Re: [LSF/MM/BPF TOPIC] Virtual Swap Space

Yosry Ahmed <yosryahmed@xxxxxxxxxx> · Thu, 16 Jan 2025 10:47:39 -0800

On Thu, Jan 16, 2025 at 1:22 AM Nhat Pham <nphamcs@xxxxxxxxx> wrote:
>
> My apologies if I missed any interested party in the cc list -
> hopefully the mailing lists cc's suffice :)
>
> I'd like to (re-)propose the topic of swap abstraction layer for the
> conference, as a continuation of Yosry's proposals at LSFMMBPF 2023
> (see [1], [2], [3]).
>
> (AFAICT, the same idea has been floated by Rik van Riel since at
> least 2011 - see [8]).
>
> I have a working(-ish) prototype, which hopefully will be
> submission-ready soon. For now, I'd like to give the motivation/context
> for the topic, as well as some high level design:

I would obviously be interested in attending this, albeit virtually if
possible. Just sharing some random thoughts below from my cold cache.

>
> I. Motivation
>
> Currently, when an anon page is swapped out, a slot in a backing swap
> device is allocated and stored in the page table entries that refer to
> the original page. This slot is also used as the "key" to find the
> swapped out content, as well as the index to swap data structures, such
> as the swap cache, or the swap cgroup mapping. Tying a swap entry to its
> backing slot in this way is performant and efficient when swap is purely
> just disk space, and swapoff is rare.
>
> However, the advent of many swap optimizations has exposed major
> drawbacks of this design. The first problem is that we occupy a physical
> slot in the swap space, even for pages that are NEVER expected to hit
> the disk: pages compressed and stored in the zswap pool, zero-filled
> pages, or pages rejected by both of these optimizations when zswap
> writeback is disabled.
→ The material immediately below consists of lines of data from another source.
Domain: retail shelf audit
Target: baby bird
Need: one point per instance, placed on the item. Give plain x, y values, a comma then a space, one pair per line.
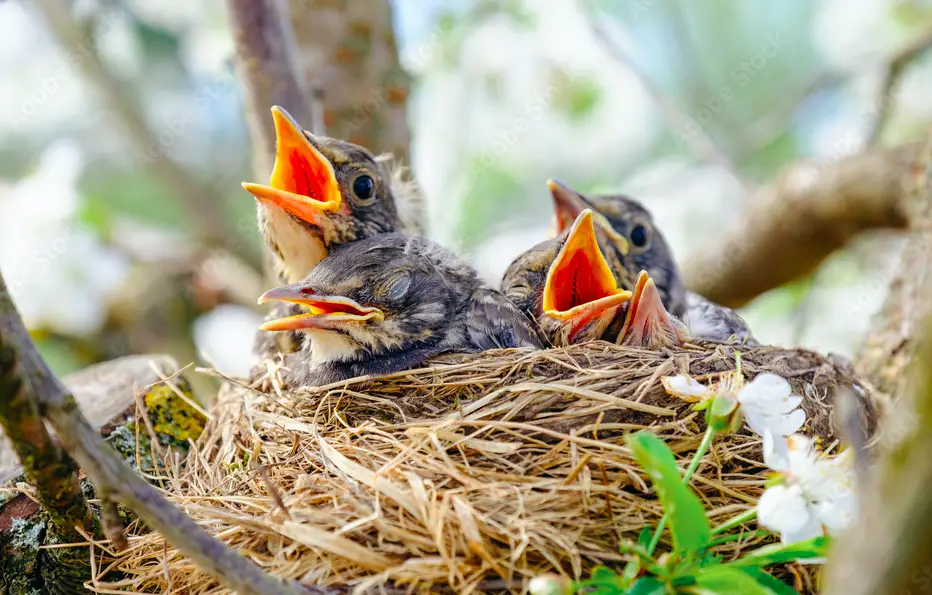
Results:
388, 303
566, 285
323, 192
638, 246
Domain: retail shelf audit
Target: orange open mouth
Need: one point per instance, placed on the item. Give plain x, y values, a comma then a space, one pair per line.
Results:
324, 311
303, 182
647, 322
580, 285
568, 204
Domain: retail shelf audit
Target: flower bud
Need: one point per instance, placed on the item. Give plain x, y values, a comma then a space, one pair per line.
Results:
550, 584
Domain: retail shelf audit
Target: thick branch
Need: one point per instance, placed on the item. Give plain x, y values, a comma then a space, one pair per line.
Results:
46, 466
267, 61
111, 475
792, 225
886, 550
78, 41
891, 344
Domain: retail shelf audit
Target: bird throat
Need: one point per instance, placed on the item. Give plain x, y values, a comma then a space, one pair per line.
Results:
299, 248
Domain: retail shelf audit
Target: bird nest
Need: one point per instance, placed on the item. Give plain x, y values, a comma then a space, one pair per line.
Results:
471, 475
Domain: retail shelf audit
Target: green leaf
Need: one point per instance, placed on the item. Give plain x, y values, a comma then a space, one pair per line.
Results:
778, 553
722, 580
689, 525
646, 585
767, 581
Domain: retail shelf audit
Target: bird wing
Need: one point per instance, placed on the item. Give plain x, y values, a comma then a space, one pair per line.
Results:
493, 322
707, 320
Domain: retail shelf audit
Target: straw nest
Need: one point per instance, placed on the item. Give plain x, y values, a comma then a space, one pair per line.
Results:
471, 475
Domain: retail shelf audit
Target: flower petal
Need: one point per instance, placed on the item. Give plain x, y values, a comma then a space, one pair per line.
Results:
786, 425
811, 529
776, 452
837, 515
783, 508
765, 388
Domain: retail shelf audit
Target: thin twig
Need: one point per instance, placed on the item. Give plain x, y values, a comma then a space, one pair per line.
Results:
682, 124
115, 478
267, 60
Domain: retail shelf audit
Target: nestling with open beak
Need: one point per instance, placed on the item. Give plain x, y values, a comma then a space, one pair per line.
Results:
388, 303
323, 193
637, 245
566, 285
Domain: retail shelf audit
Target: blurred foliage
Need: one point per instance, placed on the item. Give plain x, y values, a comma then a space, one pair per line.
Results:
508, 94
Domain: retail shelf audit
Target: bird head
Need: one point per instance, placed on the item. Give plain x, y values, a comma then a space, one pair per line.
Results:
370, 298
323, 192
628, 236
647, 322
580, 294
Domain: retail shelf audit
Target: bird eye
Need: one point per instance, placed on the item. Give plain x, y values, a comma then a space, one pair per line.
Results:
398, 288
364, 187
639, 236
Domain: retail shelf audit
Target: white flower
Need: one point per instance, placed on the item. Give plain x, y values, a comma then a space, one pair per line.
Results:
816, 494
686, 387
549, 584
768, 404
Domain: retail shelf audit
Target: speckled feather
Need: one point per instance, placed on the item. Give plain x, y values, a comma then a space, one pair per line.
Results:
398, 206
703, 319
433, 303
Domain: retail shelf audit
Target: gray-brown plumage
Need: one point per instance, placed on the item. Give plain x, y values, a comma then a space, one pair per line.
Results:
639, 245
566, 285
323, 193
388, 303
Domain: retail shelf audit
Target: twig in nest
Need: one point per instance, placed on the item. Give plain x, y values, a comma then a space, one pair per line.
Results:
115, 478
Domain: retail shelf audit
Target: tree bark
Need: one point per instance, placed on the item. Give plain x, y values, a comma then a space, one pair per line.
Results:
267, 61
886, 551
350, 57
895, 329
46, 467
792, 225
110, 475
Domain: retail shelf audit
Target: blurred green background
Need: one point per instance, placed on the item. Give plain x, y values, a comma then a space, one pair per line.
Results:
104, 258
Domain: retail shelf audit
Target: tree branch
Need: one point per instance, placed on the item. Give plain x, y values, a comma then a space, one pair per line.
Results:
886, 550
266, 57
792, 225
892, 342
687, 129
78, 41
112, 476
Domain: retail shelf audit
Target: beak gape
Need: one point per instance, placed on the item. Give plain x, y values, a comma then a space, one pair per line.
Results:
647, 322
303, 182
325, 312
580, 288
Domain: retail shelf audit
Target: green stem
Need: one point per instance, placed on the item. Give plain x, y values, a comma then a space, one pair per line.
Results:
693, 465
737, 536
742, 518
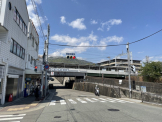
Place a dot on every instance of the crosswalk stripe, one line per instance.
(62, 102)
(80, 100)
(12, 115)
(89, 100)
(72, 101)
(13, 118)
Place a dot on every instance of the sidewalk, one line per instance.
(20, 104)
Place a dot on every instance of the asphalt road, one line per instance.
(67, 105)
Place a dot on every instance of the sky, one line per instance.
(100, 23)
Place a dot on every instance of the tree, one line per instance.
(151, 71)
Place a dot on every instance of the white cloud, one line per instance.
(33, 16)
(106, 40)
(72, 40)
(78, 23)
(93, 22)
(57, 53)
(109, 23)
(63, 21)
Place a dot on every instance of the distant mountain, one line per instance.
(68, 61)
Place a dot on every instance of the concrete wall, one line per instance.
(89, 87)
(150, 87)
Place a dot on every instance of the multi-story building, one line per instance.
(120, 65)
(17, 49)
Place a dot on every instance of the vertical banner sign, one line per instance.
(52, 73)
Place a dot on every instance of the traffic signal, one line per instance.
(35, 69)
(133, 68)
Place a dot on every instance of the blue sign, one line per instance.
(46, 66)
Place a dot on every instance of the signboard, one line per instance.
(137, 88)
(52, 73)
(46, 66)
(143, 88)
(120, 81)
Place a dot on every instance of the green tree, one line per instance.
(151, 71)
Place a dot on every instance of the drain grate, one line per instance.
(113, 109)
(57, 117)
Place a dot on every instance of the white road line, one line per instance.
(53, 102)
(12, 115)
(89, 100)
(81, 100)
(2, 119)
(72, 101)
(94, 99)
(62, 102)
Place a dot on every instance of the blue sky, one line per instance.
(100, 22)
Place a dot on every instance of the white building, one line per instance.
(15, 47)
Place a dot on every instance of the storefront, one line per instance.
(14, 83)
(32, 80)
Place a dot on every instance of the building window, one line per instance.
(33, 41)
(34, 62)
(31, 60)
(14, 47)
(11, 46)
(36, 47)
(9, 5)
(28, 57)
(18, 19)
(18, 50)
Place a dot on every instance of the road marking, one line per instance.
(72, 101)
(62, 102)
(12, 115)
(90, 100)
(94, 99)
(81, 100)
(53, 102)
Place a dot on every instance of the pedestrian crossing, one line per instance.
(12, 118)
(88, 100)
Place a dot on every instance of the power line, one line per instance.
(108, 45)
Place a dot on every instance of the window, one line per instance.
(18, 17)
(23, 54)
(14, 47)
(15, 15)
(11, 46)
(33, 41)
(34, 62)
(36, 47)
(21, 22)
(28, 57)
(31, 60)
(9, 5)
(18, 50)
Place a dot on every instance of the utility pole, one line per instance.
(127, 46)
(46, 59)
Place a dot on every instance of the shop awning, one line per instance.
(13, 76)
(30, 72)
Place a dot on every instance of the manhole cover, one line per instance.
(113, 109)
(72, 109)
(57, 117)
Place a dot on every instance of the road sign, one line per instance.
(46, 66)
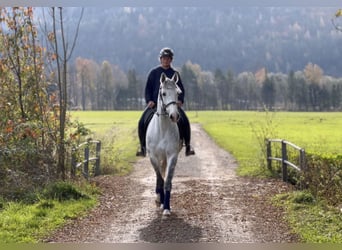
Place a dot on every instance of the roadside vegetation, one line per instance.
(311, 216)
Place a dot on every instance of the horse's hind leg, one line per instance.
(168, 184)
(159, 190)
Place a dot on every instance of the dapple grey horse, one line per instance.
(162, 139)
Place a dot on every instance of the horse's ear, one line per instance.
(179, 91)
(162, 77)
(175, 77)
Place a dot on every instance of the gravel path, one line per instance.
(209, 204)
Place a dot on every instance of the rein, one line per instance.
(164, 106)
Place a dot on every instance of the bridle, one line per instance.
(164, 106)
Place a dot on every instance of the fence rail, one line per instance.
(85, 162)
(284, 157)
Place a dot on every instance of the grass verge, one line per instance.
(313, 220)
(28, 223)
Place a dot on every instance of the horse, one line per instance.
(163, 142)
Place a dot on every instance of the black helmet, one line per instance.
(166, 52)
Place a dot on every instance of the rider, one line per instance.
(151, 97)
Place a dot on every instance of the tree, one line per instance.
(268, 93)
(61, 53)
(26, 123)
(106, 87)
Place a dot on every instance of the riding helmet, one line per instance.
(166, 52)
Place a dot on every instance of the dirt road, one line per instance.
(209, 203)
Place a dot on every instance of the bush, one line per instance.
(323, 176)
(63, 191)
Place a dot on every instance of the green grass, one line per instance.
(313, 220)
(27, 223)
(242, 133)
(118, 134)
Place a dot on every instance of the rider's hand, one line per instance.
(151, 104)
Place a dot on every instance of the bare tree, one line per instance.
(62, 52)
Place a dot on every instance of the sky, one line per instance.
(71, 3)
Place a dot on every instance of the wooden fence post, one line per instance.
(97, 163)
(284, 158)
(73, 162)
(269, 154)
(86, 161)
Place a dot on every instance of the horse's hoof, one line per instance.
(166, 212)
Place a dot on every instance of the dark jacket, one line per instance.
(153, 83)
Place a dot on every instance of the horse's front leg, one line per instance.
(159, 181)
(159, 190)
(172, 161)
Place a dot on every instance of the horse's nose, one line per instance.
(174, 117)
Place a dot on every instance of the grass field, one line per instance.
(239, 132)
(242, 134)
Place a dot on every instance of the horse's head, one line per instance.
(168, 96)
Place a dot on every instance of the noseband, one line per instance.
(164, 106)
This is the arguably central shortcoming of
> zswap:
> * In deployments when no disk space can be afforded for swap (such as
>   mobile and embedded devices), users cannot adopt zswap, and are forced
>   to use zram. This is confusing for users, and creates extra burdens
>   for developers, having to develop and maintain similar features for
>   two separate swap backends (writeback, cgroup charging, THP support,
>   etc.). For instance, see the discussion in [4].
> * Resource-wise, it is hugely wasteful in terms of disk usage, and
>   limits the memory saving potentials of these optimizations by the
>   static size of the swapfile, especially in high memory systems that
>   can have up to terabytes worth of memory. It also creates significant
>   challenges for users who rely on swap utilization as an early OOM
>   signal.
>
> Another motivation for a swap redesign is to simplify swapoff, which
> is complicated and expensive in the current design. Tight coupling
> between a swap entry and its backing storage means that it requires a
> whole page table walk to update all the page table entries that refer to
> this swap entry, as well as updating all the associated swap data
> structures (swap cache, etc.).
>
>
> II. High Level Design Overview
>
> To fix the aforementioned issues, we need an abstraction that separates
> a swap entry from its physical backing storage. IOW, we need to
> “virtualize” the swap space: swap clients will work with a virtual swap
> slot (that is dynamically allocated on-demand), storing it in page
> table entries, and using it to index into various swap-related data
> structures.
>
> The backing storage is decoupled from this slot, and the newly
> introduced layer will “resolve” the ID to the actual storage, as well
> as cooperating with the swap cache to handle all the required
> synchronization. This layer also manages other metadata of the swap
> entry, such as its lifetime information (swap count), via a dynamically
> allocated per-entry swap descriptor:

Do you plan to allocate one per-folio or per-page? I suppose it's
per-page based on the design, but I am wondering if you explored
having it per-folio. To make it work we'd need to support splitting a
swp_desc, and figuring out which slot or zswap_entry corresponds to a
certain page in a folio.

>
> struct swp_desc {
>         swp_entry_t vswap;
>         union {
>                 swp_slot_t slot;
>                 struct folio *folio;
>                 struct zswap_entry *zswap_entry;
>         };
>         struct rcu_head rcu;
>
>         rwlock_t lock;
>         enum swap_type type;
>
> #ifdef CONFIG_MEMCG
>         atomic_t memcgid;
> #endif
>
>         atomic_t in_swapcache;
>         struct kref refcnt;
>         atomic_t swap_count;
> };

That seems a bit large. I am assuming this is for the purpose of the
prototype and we can reduce its size eventually, right?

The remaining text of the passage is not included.